Linkse samenwerking, het houdt de gemoederen bezig. En dat is logisch gelet op de afbrokkelende steun voor links. Helaas gaat het gesprek daar te weinig over en richt dit gesprek zich teveel op de fusievraag.
Dagblad Trouw heeft onder de fractievoorzitters van GroenLinks en de PvdA onderzoek gedaan met de vraag of zij een fusie zien zitten. De manier waarop hierover verslag wordt gedaan is veelzeggend. De krant kopt op de voorpagina ‘Lokale zin in fusie bij GroenLinks en PvdA’, terwijl de uitgebreide analyse verderop met als kop ‘Enthousiasme én twijfels bij lokale fractievoorzitters over fusie PvdA en GroenLinks: “Veel leden zullen zich niet herkennen”’ een veel gemengder beeld laat zien.

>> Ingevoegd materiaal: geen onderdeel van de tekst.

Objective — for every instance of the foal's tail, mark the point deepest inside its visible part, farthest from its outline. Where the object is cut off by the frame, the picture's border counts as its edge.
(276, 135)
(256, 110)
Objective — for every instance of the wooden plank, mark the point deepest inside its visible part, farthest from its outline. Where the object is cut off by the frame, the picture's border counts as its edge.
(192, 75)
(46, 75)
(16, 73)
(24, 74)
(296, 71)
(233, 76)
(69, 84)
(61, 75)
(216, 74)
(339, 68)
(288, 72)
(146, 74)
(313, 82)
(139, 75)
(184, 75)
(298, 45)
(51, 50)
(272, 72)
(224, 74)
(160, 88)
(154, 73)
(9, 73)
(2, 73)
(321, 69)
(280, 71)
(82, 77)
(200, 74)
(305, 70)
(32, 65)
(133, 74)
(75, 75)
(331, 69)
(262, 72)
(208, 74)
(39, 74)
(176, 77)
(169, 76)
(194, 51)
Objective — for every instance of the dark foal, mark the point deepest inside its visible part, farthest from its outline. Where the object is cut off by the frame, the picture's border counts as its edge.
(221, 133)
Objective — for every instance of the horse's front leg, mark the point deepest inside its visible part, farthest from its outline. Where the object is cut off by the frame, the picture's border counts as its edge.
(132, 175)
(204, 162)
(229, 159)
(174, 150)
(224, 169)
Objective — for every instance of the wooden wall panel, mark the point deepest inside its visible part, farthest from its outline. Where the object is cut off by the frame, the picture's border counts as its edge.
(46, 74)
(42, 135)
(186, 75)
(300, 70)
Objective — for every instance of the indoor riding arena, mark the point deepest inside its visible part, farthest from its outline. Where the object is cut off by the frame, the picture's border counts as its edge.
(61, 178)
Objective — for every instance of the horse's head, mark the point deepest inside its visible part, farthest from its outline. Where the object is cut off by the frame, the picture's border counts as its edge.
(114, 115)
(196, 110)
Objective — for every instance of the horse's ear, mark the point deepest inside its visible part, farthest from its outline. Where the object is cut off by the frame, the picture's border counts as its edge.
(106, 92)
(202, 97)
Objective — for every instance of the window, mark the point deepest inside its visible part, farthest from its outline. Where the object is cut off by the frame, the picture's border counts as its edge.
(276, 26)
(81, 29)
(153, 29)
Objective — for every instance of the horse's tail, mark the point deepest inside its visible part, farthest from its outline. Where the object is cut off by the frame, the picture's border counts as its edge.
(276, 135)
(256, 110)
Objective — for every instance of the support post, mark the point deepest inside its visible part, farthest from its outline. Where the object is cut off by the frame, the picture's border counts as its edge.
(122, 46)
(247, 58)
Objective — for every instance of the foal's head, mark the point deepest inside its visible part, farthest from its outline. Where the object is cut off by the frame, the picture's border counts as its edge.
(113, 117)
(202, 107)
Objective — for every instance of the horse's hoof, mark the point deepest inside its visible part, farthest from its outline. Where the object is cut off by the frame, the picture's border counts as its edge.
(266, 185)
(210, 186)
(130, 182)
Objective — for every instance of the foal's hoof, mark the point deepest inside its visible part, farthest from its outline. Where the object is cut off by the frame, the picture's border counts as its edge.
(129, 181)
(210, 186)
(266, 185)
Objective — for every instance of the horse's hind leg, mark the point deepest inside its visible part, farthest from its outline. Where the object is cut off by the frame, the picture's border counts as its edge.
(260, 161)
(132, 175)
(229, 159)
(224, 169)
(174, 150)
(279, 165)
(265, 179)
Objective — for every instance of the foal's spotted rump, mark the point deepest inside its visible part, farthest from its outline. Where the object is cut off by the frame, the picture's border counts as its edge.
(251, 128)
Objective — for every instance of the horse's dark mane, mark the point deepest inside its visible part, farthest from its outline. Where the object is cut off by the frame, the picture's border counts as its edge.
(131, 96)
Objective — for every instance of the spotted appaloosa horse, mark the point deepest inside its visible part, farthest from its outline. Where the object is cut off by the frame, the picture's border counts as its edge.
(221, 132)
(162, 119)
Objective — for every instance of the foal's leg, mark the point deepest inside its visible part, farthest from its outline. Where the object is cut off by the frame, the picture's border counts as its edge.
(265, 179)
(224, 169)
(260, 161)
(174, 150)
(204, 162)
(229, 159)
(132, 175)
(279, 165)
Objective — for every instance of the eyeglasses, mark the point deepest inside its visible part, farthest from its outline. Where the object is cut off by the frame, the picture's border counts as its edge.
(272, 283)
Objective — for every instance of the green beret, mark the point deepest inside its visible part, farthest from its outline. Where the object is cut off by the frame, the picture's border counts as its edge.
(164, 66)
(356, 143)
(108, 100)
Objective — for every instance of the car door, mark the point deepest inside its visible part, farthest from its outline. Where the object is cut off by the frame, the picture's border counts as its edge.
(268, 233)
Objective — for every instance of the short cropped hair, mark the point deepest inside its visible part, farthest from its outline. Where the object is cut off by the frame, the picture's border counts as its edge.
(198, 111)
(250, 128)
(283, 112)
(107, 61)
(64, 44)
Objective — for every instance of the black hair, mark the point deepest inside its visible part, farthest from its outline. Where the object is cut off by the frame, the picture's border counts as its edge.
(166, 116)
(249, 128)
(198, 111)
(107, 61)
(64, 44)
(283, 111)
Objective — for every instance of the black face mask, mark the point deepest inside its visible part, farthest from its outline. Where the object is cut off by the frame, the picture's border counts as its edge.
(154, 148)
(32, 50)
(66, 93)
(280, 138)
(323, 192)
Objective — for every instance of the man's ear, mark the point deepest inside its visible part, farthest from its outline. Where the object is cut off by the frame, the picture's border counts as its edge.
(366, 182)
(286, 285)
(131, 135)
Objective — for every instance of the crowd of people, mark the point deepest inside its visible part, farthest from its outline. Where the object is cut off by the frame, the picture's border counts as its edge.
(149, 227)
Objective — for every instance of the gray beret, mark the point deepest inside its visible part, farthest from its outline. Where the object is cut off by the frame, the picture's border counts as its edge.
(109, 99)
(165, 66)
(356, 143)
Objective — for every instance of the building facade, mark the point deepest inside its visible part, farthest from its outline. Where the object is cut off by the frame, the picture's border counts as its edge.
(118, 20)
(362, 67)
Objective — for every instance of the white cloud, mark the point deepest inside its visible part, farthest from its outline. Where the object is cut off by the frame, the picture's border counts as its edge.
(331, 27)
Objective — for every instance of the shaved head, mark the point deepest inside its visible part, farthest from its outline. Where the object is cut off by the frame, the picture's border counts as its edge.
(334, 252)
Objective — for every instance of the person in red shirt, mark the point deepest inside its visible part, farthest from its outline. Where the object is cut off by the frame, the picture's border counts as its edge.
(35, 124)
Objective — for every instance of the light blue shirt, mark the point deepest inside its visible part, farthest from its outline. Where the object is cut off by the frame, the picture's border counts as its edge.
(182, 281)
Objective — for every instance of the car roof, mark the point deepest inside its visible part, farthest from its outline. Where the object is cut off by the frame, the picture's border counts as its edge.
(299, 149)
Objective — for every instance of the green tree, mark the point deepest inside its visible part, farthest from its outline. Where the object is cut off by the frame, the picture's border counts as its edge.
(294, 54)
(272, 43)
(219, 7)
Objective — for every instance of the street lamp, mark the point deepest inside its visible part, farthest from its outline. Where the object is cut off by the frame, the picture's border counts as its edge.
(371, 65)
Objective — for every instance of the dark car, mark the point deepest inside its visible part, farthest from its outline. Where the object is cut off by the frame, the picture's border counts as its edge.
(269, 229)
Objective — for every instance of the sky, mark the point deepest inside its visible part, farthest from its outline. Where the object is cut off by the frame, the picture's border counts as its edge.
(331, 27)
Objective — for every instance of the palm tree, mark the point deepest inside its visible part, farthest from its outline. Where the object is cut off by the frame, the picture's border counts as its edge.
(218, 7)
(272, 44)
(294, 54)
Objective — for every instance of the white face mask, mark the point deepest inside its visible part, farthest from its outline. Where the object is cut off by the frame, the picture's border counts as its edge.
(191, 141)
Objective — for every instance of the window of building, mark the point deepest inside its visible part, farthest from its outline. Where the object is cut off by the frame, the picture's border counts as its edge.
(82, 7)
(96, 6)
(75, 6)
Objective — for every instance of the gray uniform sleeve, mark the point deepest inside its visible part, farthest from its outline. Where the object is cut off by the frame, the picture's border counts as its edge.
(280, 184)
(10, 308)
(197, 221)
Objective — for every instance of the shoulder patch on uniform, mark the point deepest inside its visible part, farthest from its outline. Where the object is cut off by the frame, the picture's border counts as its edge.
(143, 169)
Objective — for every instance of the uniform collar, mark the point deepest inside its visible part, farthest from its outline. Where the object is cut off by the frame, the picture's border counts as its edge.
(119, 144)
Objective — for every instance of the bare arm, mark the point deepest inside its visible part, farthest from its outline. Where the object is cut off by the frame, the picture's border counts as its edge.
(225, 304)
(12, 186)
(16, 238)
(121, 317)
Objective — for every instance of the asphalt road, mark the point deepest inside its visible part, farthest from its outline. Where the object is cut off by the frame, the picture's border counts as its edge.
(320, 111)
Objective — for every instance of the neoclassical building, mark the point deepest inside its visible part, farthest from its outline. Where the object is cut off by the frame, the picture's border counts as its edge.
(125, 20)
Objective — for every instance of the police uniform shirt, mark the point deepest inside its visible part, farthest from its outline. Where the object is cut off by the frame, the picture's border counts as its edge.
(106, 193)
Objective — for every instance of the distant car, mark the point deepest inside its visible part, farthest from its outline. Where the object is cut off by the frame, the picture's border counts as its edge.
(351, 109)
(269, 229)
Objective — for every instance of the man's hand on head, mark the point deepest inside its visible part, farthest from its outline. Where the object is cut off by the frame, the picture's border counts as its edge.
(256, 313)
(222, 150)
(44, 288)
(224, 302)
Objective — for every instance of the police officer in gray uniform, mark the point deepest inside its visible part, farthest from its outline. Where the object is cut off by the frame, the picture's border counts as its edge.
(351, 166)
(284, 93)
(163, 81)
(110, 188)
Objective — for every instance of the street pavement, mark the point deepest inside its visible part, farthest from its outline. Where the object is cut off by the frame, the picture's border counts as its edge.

Er zijn meer smaken dan fusie alleen
Dat verschil in toon is tekenend voor hoe dit debat gaat. In Lokaal Bestuur hebben wij met regelmaat geschreven over linkse samenwerking, lokaal en op andere niveaus. We hebben onderzoek gedaan naar de linkse lokale samenwerkingsverbanden en hierover gepubliceerd. Daaruit blijkt dat de werkelijkheid veel gecompliceerder is dan de simpele vraag van voor of tegen een fusie,
Lokaal kunnen er verschillende redenen zijn om te willen samenwerken. Als er sprake is van duidelijke blokken op links, rechts en/of lokaal of als de linkse partijen niet afzonderlijk in staat zijn om een goede fractie te kunnen bemensen, ligt het bijvoorbeeld voor de hand. Maar in versplinterde gemeenteraden zal minder keuze op links niet leiden tot meer stemmen op links, maar eerder tot verlies.
Open gesprek essentieel
Door de manier waarop de discussie over samenwerking nu wordt gevoerd, dreigt het gevaar van een selffulfilling prophecy. De pers zoekt vooral de voorstanders op en geeft hen ruim baan. Wie tegen fusie is, wordt snel weggezet als ouderwets en behoudend. En dat komt vooral omdat in het gesprek de vorm dominant is, in plaats van de inhoud en de politieke keuzes waar partijen voor staan.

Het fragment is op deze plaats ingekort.